Are you ready for a full week of YOU can’t stop Andrew Luck!
Or is it going to be Will you Boo or Cheer Darius Butler, Sergio Brown and Adam Vinatieri???
Or Admit it caller, you would trade Tom Brady for Andrew Luck right now!
Or Who SCARES you the most on the Colts? Luck, Hilton, Mathis, Vinatieri?
OK, I’ll admit, I can’t stop Andrew Luck. I can’t even hope to contain him.

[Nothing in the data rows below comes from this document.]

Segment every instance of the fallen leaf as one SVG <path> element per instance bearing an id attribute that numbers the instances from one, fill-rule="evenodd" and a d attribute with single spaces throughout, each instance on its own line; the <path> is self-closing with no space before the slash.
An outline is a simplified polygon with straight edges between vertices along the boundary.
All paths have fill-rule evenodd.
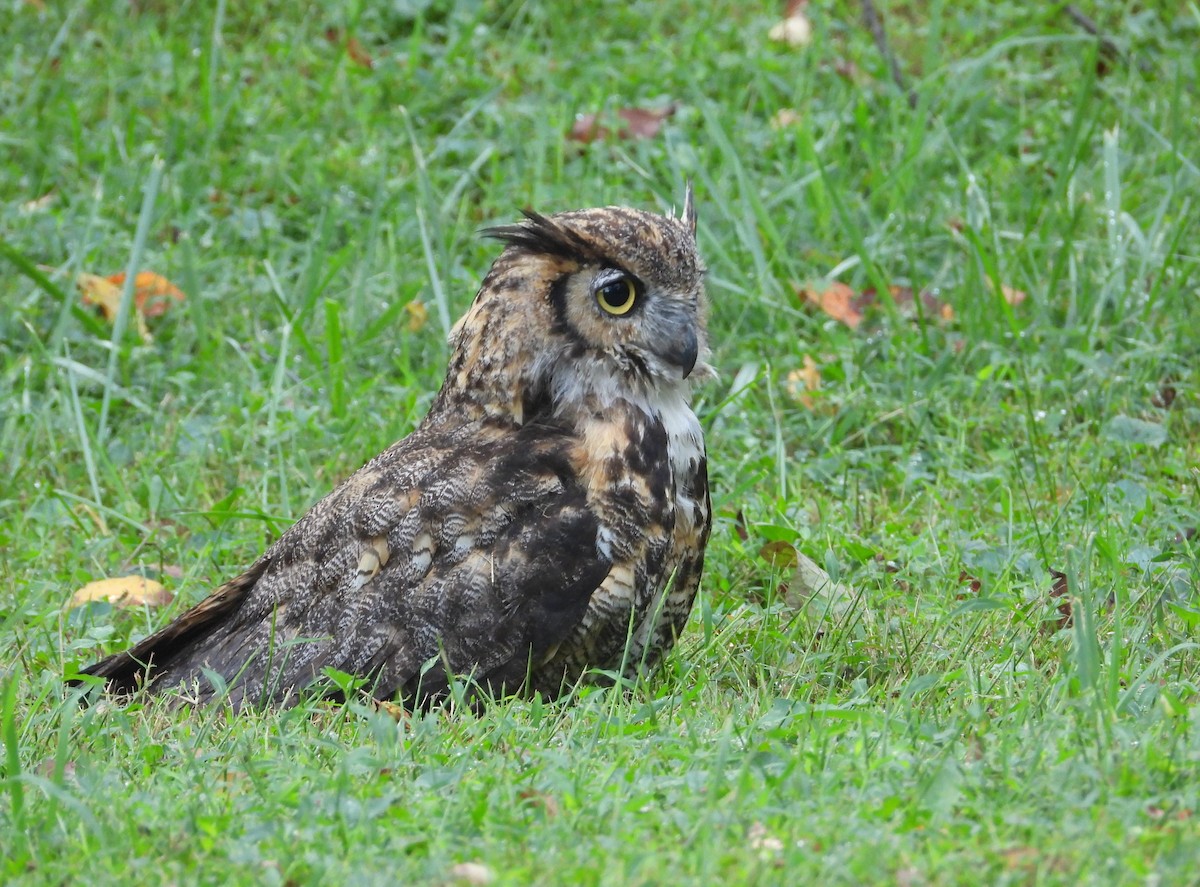
<path id="1" fill-rule="evenodd" d="M 346 54 L 350 56 L 350 61 L 359 67 L 365 67 L 368 71 L 374 67 L 374 59 L 371 58 L 371 53 L 362 48 L 358 37 L 346 38 Z"/>
<path id="2" fill-rule="evenodd" d="M 491 883 L 496 880 L 492 870 L 481 862 L 461 862 L 457 865 L 451 865 L 446 875 L 451 881 L 470 885 Z"/>
<path id="3" fill-rule="evenodd" d="M 787 373 L 787 390 L 805 409 L 816 406 L 814 391 L 821 390 L 821 371 L 811 355 L 804 355 L 804 366 Z"/>
<path id="4" fill-rule="evenodd" d="M 1058 570 L 1050 570 L 1054 577 L 1054 586 L 1050 588 L 1050 597 L 1058 599 L 1058 618 L 1055 619 L 1055 630 L 1061 631 L 1069 628 L 1074 612 L 1070 606 L 1070 588 L 1067 585 L 1067 574 Z"/>
<path id="5" fill-rule="evenodd" d="M 534 789 L 523 789 L 517 792 L 517 797 L 530 807 L 540 807 L 548 817 L 554 817 L 559 814 L 558 799 L 553 795 L 547 795 L 544 791 Z"/>
<path id="6" fill-rule="evenodd" d="M 812 42 L 812 23 L 804 14 L 804 6 L 790 12 L 787 18 L 767 32 L 767 38 L 790 47 L 805 47 Z"/>
<path id="7" fill-rule="evenodd" d="M 978 594 L 979 591 L 983 588 L 983 582 L 980 582 L 979 580 L 977 580 L 974 576 L 972 576 L 966 570 L 959 570 L 959 585 L 960 586 L 966 586 L 974 594 Z M 959 600 L 962 600 L 966 597 L 966 594 L 964 594 L 962 592 L 959 592 L 959 594 L 956 594 L 955 597 Z"/>
<path id="8" fill-rule="evenodd" d="M 125 271 L 109 275 L 108 280 L 120 287 L 125 283 Z M 186 298 L 179 287 L 161 274 L 138 271 L 138 276 L 133 278 L 133 304 L 143 317 L 161 317 L 172 304 Z"/>
<path id="9" fill-rule="evenodd" d="M 98 274 L 79 274 L 76 286 L 83 294 L 84 305 L 95 305 L 109 323 L 116 319 L 121 307 L 121 288 Z"/>
<path id="10" fill-rule="evenodd" d="M 990 277 L 988 278 L 988 289 L 990 289 L 992 292 L 996 292 L 996 284 L 991 282 Z M 1006 302 L 1008 302 L 1013 307 L 1016 307 L 1022 301 L 1025 301 L 1026 299 L 1030 298 L 1028 294 L 1024 289 L 1018 289 L 1016 287 L 1010 287 L 1007 283 L 1001 283 L 1000 284 L 1000 295 L 1001 295 L 1001 298 L 1003 298 L 1003 300 Z"/>
<path id="11" fill-rule="evenodd" d="M 854 606 L 854 589 L 834 582 L 809 556 L 796 552 L 796 573 L 787 583 L 785 600 L 797 610 L 812 607 L 818 616 L 839 617 Z"/>
<path id="12" fill-rule="evenodd" d="M 773 567 L 793 567 L 799 561 L 799 552 L 791 543 L 776 539 L 758 549 L 758 557 Z"/>
<path id="13" fill-rule="evenodd" d="M 780 108 L 770 118 L 770 128 L 786 130 L 800 122 L 800 113 L 796 108 Z"/>
<path id="14" fill-rule="evenodd" d="M 76 276 L 76 286 L 83 296 L 84 305 L 94 305 L 109 323 L 116 320 L 121 307 L 121 292 L 125 286 L 125 272 L 102 277 L 98 274 L 80 272 Z M 158 317 L 175 302 L 186 296 L 174 283 L 154 271 L 139 271 L 133 278 L 133 312 L 138 325 L 138 335 L 149 342 L 154 338 L 146 326 L 148 317 Z"/>
<path id="15" fill-rule="evenodd" d="M 420 299 L 413 299 L 404 305 L 404 311 L 408 312 L 408 331 L 420 332 L 430 319 L 430 311 L 425 307 L 425 302 Z"/>
<path id="16" fill-rule="evenodd" d="M 104 600 L 114 606 L 166 606 L 174 595 L 158 582 L 145 576 L 119 576 L 89 582 L 71 595 L 71 606 L 83 606 Z"/>
<path id="17" fill-rule="evenodd" d="M 740 508 L 738 509 L 737 515 L 733 517 L 733 532 L 742 541 L 746 541 L 750 538 L 750 531 L 746 527 L 746 516 L 745 514 L 743 514 Z"/>
<path id="18" fill-rule="evenodd" d="M 858 70 L 858 65 L 848 59 L 838 59 L 838 61 L 833 64 L 833 72 L 844 80 L 850 80 L 851 83 L 857 83 L 862 79 L 862 71 Z"/>
<path id="19" fill-rule="evenodd" d="M 41 212 L 43 209 L 49 206 L 58 199 L 58 193 L 54 191 L 47 191 L 41 197 L 36 197 L 32 200 L 25 200 L 20 204 L 22 215 L 32 215 L 34 212 Z"/>
<path id="20" fill-rule="evenodd" d="M 617 118 L 622 126 L 617 130 L 618 139 L 652 138 L 662 128 L 662 121 L 676 113 L 676 106 L 664 108 L 618 108 Z M 600 124 L 599 114 L 578 114 L 568 134 L 572 142 L 590 144 L 601 142 L 613 134 L 613 131 Z"/>
<path id="21" fill-rule="evenodd" d="M 1132 415 L 1115 415 L 1104 424 L 1104 437 L 1124 444 L 1145 444 L 1158 448 L 1166 443 L 1168 432 L 1158 422 L 1148 422 Z"/>
<path id="22" fill-rule="evenodd" d="M 768 832 L 767 827 L 761 822 L 755 822 L 750 826 L 750 829 L 746 832 L 746 840 L 751 850 L 757 850 L 760 853 L 767 856 L 784 851 L 784 841 Z"/>
<path id="23" fill-rule="evenodd" d="M 834 281 L 826 289 L 811 289 L 809 287 L 794 287 L 797 294 L 805 302 L 821 308 L 834 320 L 857 330 L 863 322 L 863 304 L 854 290 L 840 281 Z"/>
<path id="24" fill-rule="evenodd" d="M 1150 398 L 1150 402 L 1159 409 L 1170 409 L 1171 404 L 1175 403 L 1175 385 L 1164 382 L 1163 386 L 1158 389 L 1158 394 Z"/>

The Patriots will play the Indianapolis Colts Saturday night at Gillette Stadium in the Divisional Round of the playoffs. The Colts are coming off a historic comeback against Kansas City Saturday afternoon in which they erased a 38-10 deficit to beat the Chiefs, 45-44.
While many felt it would be the Bengals (and perhaps hoped, given that they had beaten the Patriots this season) coming into Foxborough this week, Cincinnati pulled their usual one-and-done performance, allowing San Diego the chance to go to Denver and play the Broncos next Sunday afternoon.
It happens every year: Pats meet the Colts again – Paul Kenyon has a solid piece on the annual matchup.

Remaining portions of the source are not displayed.